For those negatives that have interrupted your "American Dream", all I can say is that I don't feel particularly sorry for any of you. Y'all sound like the children of Mafia bosses wondering why their fathers are being picked on.

Why should, why would anyone feel sorry for a group that has provided such material support for the rape and pillage of numerous countries, for the millions of innocents slain?

I'm sure that you can see that that is simply a preposterous idea.
0 Replies
 
spendius
 
  1  
Reply Sun 15 Jan, 2012 02:42 pm
@JTT,
Quote:
What ethics could there possibly be in a economic system that puts profits at the top of the list?


That profit builds hospitals, orphanages and welfare systems.
Rockhead
 
  2  
Reply Sun 15 Jan, 2012 02:44 pm
@spendius,
for profit hospitals, orphanages, and...
Ragman
 
  1  
Reply Sun 15 Jan, 2012 02:45 pm
@spendius,
That's a gross over-simplification.
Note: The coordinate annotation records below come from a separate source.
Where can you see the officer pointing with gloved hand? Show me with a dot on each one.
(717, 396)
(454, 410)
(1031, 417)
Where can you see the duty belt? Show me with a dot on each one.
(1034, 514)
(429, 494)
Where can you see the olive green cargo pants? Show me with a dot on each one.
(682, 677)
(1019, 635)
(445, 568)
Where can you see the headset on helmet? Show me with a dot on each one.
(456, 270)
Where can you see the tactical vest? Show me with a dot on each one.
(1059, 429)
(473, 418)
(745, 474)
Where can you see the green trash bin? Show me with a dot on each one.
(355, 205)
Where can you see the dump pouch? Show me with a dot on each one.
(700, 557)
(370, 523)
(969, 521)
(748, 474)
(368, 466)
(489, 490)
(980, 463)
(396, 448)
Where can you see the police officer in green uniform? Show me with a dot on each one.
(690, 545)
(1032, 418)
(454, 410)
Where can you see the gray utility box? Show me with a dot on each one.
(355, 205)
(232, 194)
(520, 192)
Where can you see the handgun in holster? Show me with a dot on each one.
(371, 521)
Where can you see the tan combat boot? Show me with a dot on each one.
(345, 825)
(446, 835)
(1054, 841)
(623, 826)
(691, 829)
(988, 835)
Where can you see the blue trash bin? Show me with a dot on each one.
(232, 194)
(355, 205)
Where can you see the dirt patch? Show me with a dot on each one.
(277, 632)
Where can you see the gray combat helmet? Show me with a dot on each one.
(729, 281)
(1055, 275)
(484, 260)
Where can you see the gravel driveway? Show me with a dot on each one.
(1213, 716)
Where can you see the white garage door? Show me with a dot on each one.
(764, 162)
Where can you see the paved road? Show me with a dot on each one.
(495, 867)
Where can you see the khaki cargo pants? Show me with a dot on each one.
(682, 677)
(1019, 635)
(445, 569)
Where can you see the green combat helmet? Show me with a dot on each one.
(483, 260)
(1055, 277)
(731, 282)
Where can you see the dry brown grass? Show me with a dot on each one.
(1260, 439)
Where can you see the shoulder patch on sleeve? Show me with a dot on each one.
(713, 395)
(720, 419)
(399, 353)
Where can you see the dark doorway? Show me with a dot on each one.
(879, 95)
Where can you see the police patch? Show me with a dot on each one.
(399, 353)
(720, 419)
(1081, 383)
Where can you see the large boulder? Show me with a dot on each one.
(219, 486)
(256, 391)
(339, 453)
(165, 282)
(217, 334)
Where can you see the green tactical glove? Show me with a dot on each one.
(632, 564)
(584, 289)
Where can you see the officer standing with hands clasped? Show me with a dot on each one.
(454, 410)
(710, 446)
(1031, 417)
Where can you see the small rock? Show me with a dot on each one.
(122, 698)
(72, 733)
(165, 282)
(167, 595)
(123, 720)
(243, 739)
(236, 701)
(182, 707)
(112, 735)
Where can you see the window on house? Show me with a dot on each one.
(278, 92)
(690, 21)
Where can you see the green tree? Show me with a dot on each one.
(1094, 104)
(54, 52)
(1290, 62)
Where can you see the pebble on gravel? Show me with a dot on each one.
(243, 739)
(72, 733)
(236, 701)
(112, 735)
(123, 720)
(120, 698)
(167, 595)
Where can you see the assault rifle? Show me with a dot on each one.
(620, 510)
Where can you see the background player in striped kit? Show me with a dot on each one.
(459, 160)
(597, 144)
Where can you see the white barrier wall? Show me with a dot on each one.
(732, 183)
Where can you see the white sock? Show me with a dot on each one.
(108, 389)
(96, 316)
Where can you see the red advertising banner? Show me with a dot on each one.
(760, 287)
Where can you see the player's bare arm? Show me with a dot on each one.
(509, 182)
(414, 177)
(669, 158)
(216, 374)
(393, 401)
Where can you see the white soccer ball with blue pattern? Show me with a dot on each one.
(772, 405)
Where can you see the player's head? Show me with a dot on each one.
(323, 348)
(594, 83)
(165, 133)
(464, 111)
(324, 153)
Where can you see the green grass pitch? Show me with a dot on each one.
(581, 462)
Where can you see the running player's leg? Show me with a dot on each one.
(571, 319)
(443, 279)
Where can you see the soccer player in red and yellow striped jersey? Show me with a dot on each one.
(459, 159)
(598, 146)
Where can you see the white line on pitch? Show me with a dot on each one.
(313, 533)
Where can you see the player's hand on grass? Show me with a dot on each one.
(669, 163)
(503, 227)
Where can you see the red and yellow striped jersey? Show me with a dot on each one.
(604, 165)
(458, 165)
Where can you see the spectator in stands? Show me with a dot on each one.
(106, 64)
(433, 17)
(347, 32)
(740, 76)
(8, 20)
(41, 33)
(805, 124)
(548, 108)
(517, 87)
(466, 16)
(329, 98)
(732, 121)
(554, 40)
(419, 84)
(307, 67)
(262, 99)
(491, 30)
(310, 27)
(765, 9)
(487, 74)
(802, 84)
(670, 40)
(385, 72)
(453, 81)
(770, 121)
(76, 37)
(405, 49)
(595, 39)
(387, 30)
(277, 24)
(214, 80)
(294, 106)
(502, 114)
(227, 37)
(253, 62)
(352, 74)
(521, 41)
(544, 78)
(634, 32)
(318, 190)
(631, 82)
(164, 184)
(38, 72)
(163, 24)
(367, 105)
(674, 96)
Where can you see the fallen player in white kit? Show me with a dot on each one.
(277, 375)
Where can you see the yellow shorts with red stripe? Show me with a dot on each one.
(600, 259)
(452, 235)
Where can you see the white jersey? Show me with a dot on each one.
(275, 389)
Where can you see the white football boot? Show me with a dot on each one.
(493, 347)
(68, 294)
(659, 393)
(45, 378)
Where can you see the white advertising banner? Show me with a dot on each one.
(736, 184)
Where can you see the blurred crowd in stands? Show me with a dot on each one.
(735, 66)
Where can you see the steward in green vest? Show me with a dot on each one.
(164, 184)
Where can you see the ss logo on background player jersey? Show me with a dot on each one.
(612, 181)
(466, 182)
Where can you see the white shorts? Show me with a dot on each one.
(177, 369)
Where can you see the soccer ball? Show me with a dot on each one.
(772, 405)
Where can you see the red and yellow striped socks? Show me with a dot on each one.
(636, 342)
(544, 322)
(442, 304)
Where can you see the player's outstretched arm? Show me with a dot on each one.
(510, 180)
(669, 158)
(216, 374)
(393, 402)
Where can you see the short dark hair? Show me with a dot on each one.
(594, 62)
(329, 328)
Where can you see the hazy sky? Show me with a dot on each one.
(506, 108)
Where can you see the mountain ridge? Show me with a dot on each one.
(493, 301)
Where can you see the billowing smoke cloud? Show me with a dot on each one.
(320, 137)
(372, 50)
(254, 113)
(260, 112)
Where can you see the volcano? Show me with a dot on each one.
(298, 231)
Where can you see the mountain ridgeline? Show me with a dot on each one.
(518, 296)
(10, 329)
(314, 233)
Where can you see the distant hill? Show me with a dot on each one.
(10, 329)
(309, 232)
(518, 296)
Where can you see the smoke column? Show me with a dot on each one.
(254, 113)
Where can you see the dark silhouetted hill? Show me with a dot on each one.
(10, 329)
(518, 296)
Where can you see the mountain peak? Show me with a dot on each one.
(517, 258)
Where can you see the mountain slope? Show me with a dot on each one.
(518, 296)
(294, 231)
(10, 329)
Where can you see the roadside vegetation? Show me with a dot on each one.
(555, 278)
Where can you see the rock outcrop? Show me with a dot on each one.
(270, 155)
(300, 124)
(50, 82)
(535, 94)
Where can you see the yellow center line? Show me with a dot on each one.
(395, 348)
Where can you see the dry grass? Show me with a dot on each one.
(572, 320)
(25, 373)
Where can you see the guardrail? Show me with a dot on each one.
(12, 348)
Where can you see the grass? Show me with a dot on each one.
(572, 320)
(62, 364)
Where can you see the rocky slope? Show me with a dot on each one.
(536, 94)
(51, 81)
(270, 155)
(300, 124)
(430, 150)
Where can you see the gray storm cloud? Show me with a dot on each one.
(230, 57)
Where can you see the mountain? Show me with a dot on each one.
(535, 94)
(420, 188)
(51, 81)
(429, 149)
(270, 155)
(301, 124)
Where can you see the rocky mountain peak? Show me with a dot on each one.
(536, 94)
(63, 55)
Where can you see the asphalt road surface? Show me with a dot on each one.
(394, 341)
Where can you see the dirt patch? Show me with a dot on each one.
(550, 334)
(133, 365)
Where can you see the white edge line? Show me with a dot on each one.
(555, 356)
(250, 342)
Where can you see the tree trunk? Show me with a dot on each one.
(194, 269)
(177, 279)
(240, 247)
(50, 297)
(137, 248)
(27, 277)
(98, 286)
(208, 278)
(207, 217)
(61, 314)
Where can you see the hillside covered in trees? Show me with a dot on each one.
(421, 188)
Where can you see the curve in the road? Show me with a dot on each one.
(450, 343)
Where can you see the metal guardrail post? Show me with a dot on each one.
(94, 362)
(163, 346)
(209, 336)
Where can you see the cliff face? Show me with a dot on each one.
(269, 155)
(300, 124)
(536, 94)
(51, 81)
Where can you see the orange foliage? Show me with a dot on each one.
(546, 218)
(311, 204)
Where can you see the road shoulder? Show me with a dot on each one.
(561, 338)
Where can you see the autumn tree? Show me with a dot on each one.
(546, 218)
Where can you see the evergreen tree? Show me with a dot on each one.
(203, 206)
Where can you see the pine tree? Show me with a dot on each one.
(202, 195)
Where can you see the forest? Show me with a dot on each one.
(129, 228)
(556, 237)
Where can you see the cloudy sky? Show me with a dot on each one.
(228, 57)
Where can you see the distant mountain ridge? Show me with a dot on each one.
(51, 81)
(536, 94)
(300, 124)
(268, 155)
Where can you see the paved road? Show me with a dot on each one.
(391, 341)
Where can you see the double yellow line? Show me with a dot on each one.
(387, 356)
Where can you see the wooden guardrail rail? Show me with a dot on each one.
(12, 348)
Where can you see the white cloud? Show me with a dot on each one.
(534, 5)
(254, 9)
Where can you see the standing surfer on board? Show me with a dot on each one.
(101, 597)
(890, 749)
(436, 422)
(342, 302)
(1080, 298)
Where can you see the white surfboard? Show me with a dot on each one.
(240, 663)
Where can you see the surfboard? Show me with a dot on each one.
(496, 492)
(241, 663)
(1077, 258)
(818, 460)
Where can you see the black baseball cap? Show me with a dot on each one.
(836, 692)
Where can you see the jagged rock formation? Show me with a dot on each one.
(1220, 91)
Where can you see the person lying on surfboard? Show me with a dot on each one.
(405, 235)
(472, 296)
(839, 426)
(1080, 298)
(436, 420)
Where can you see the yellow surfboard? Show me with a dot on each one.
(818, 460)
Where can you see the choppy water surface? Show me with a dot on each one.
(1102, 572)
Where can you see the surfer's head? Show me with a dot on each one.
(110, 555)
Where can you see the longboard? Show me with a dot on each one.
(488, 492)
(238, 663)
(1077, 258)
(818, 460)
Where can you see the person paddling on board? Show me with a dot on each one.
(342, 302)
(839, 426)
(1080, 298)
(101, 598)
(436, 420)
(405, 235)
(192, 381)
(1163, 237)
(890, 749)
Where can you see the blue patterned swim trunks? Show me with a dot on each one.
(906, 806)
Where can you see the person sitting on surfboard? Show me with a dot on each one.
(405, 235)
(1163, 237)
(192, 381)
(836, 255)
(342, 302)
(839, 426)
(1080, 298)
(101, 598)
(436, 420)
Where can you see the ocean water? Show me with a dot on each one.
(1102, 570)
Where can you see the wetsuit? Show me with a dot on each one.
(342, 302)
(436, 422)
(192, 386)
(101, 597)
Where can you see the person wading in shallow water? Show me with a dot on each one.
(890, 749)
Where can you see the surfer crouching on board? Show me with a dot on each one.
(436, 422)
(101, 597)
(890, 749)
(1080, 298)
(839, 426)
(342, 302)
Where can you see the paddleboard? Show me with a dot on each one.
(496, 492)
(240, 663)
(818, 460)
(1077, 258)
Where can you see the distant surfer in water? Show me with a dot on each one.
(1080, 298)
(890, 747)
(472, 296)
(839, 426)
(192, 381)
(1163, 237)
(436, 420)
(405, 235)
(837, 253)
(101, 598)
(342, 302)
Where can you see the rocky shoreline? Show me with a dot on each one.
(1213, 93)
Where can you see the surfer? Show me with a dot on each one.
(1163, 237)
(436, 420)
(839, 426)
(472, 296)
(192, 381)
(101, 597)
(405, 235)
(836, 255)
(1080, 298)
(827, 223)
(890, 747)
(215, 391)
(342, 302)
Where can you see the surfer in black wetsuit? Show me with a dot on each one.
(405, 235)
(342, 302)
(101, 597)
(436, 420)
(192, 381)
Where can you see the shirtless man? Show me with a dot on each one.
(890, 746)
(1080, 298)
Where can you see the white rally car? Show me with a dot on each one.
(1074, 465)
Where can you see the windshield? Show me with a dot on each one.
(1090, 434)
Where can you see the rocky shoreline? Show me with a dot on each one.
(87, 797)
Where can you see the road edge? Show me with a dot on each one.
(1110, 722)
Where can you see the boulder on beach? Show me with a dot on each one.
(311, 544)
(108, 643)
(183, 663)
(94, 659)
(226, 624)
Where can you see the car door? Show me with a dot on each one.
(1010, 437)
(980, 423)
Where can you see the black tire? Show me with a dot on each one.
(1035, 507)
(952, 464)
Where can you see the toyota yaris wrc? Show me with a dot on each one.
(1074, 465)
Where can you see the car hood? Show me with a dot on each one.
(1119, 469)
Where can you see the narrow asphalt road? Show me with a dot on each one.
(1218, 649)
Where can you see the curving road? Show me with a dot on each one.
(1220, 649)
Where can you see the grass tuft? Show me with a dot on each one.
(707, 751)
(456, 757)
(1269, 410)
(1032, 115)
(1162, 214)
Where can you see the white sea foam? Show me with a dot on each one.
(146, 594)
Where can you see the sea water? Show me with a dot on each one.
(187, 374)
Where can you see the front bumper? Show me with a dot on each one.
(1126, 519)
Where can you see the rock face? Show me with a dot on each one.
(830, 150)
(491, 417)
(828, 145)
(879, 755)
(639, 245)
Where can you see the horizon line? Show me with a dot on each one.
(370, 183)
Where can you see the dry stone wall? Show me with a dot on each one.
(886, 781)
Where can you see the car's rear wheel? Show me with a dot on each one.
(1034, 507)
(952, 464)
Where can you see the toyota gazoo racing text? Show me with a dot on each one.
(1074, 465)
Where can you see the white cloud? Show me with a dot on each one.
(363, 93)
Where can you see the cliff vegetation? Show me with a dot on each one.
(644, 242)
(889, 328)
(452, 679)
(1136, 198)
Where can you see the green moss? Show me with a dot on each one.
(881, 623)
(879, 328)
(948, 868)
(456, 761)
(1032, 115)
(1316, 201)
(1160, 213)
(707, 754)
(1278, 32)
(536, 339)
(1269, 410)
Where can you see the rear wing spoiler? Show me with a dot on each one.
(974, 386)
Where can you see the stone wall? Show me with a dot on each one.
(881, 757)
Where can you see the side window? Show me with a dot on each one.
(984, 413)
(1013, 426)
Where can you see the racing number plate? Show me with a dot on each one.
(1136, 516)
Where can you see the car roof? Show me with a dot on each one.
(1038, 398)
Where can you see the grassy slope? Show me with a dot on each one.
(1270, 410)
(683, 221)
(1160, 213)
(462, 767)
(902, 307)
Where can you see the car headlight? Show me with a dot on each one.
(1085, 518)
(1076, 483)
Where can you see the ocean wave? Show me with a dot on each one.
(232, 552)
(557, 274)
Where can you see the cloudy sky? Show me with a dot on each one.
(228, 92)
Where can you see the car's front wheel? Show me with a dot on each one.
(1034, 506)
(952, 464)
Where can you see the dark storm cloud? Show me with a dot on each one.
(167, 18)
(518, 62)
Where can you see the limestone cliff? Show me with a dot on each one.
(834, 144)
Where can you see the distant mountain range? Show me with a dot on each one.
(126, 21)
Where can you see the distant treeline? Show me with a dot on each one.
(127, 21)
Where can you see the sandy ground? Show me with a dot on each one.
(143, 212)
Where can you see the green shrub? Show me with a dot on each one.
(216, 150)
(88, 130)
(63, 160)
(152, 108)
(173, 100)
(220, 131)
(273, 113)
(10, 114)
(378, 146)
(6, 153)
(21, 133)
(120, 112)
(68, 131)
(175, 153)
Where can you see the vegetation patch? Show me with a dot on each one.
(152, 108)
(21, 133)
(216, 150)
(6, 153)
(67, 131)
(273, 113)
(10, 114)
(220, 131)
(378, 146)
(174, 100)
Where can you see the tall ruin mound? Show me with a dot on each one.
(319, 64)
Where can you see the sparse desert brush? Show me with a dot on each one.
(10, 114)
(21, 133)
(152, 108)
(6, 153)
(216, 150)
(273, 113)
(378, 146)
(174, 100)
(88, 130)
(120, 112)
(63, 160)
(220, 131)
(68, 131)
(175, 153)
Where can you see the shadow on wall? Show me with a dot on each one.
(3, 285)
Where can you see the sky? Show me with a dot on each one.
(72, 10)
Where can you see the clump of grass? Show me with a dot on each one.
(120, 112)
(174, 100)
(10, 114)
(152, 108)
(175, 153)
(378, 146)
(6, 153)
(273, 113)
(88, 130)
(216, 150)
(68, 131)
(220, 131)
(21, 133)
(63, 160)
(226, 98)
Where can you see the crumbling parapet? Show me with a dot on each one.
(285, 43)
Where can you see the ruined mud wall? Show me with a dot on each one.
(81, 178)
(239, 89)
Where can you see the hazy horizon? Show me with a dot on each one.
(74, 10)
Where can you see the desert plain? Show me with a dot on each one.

Excessive Profits like that from corps Exxon-Mobil is obscene.
0 Replies
 
roger
 
  1  
Reply Sun 15 Jan, 2012 02:49 pm
@Rockhead,
So, how do you make a 'for profit' orphanage? Just curious, you understand. Where do you get the orphans, if the revenue comes from selling them.
Rockhead
 
  3  
Reply Sun 15 Jan, 2012 02:52 pm
@roger,
how is that different from "for profit" prisons?
roger
 
  2  
Reply Sun 15 Jan, 2012 02:54 pm
@Rockhead,
I dunno. I can't imagine anyone wanting to buy prisoners, either.